I am writing a application in C# that needs to do the following:

without connecting to the database I need to check if there are some new logs in database. If there are then I am allowed to open the connection and retrieve them.

So I just need to know if there are new logs (elements) in the database WITHOUT opening the connection to it.

Server can send mail to administrator and I could monitor mailbox for changes but that solution is unacceptable.

Can server on inserting new rows create *.txt file on disk with text indication new rows which I can check and delete/edit after downloading change?

(database is in SQL Server 2008 R2)

Is it even possible? Any/And/Or other options to do this are welcome.

Thank you all very much in advance.

War es hilfreich?

Lösung

Based on the following clarifying comments from the OP under the question:

There is Web application which checks for change every 30 sec and shows latest authorizations. Database is tracking employee authorization and has frequent updates. Now I'm building desktop application, which has local connection to the server and can update more frequently, but client does-not want application to open connection every sec, aldo connection is opened for several ms.

I think that the appropriate solution is a business layer.

If you build a business layer hosted in IIS that performs the database access on behalf of the users using a single database user for access (the application pool user or an impersonated user within the web application), then connection pooling will reduce the number of connections made to the database significantly.

Here is an MSDN article that describes the mechanics and benefits of connection pooling in great detail.

All of the clients, including the web layer, would connect to the business layer using WCF or .Net Remoting (depending on your .Net version), and the business layer would be the only application performing database access.

The added benefit of this approach is that you can move all database access (including from the web client) inside the DMZ so that there is no direct database access from the DMZ outward. This could be a good selling point for your customer.

We use this mechanism extensively for very large, very security and performance conscious customers.

Update

As an alternative, you could have the business layer query the database every 30 seconds, extract the necessary information, and store it locally to the business layer in a database of some sort (Access, Sql Server Express, etc). When requests from clients are received, they will be served from the local data store instead of the database.

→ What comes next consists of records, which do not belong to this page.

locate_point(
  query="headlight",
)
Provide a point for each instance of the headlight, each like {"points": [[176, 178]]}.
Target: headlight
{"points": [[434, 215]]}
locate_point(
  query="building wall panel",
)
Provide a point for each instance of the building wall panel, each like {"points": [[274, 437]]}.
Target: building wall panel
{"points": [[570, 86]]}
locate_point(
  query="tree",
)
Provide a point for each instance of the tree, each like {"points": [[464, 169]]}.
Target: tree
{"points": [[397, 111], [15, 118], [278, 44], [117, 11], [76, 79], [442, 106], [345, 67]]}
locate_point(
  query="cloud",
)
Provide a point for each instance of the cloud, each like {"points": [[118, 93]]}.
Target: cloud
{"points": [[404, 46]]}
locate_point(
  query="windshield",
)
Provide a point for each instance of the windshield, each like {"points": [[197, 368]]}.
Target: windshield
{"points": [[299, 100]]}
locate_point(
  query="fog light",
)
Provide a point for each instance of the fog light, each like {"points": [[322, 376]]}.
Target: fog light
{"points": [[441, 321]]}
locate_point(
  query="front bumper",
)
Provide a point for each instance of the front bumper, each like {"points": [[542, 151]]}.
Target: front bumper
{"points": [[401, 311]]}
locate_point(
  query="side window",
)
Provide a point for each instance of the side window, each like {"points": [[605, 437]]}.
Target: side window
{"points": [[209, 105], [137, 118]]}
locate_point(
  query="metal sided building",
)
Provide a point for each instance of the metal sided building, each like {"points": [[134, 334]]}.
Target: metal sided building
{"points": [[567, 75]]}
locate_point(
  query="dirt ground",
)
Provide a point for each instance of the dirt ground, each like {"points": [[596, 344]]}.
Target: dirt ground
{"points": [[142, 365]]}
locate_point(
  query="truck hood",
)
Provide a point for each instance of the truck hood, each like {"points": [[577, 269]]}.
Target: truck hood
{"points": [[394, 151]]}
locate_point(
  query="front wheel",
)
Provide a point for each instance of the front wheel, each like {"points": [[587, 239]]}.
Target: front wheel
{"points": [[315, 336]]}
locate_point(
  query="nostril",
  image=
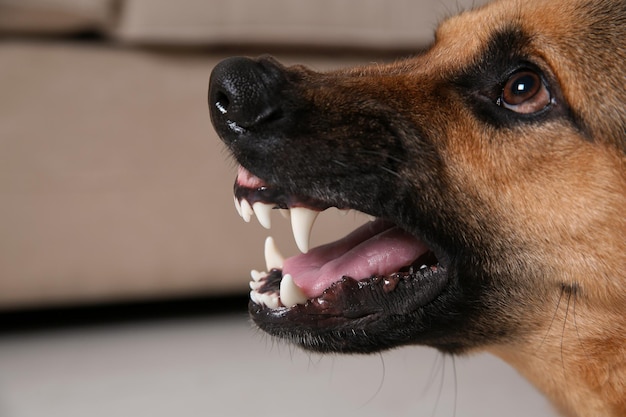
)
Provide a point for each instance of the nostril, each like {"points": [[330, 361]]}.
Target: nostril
{"points": [[222, 102]]}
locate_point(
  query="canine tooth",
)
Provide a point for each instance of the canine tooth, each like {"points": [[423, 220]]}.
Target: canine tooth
{"points": [[246, 211], [290, 293], [263, 214], [302, 220], [238, 206], [273, 258], [254, 296]]}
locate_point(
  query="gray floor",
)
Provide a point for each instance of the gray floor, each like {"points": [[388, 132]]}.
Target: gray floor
{"points": [[221, 367]]}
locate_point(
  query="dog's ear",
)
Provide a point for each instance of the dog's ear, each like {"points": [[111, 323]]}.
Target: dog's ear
{"points": [[592, 68]]}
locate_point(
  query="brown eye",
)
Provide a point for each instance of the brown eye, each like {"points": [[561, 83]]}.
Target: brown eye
{"points": [[525, 92]]}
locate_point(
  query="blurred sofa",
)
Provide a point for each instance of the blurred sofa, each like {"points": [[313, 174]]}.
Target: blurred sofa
{"points": [[113, 185]]}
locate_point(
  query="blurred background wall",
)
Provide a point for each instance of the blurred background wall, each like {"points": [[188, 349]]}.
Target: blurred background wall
{"points": [[113, 185]]}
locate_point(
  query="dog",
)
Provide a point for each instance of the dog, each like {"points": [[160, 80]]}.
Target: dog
{"points": [[493, 165]]}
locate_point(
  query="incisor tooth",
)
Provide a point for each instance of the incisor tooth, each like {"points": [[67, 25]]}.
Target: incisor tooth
{"points": [[302, 220], [263, 214], [237, 206], [290, 293], [273, 258], [246, 211]]}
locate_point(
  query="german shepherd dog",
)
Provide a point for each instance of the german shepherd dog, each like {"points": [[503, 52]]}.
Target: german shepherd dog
{"points": [[494, 164]]}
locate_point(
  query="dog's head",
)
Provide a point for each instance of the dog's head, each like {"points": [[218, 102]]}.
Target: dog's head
{"points": [[493, 162]]}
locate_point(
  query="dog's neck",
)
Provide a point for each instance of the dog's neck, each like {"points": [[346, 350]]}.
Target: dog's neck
{"points": [[591, 351]]}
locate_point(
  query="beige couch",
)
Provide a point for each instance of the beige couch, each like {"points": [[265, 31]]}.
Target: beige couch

You could do this by kicking off a background thread in global.asax's Application_Start event or by adding a cache entry that expires every 30 seconds and performing the work in the cache timeout event.

This will reduce the number of connections to 1 (or 2 if the web isn't modified) every 30 seconds (or whatever the time is).

Andere Tipps

Try to monitor files change date inside DB folder.

If the client desktop application is not going to be deployed massively you could use SqlDependency. Then you wouldn't have to poll the database on a frequent basis, instead the database will notify you if something changes.

You could also deploy a service on the server which uses SqlDependency and then connect to this service from your desktop applications.

If that's not an option this document mentions some other options.

These two could be applied to your situation:

  • Create an AFTER UPDATE trigger on the table being monitored, whose action uses SQL Server Service Broker to send a message to the entity needing the notification.
  • Use Windows Server App Fabric Cache, which supports a change notifications mechanism, based on an in-memory object cache and callback functions you register with the objects.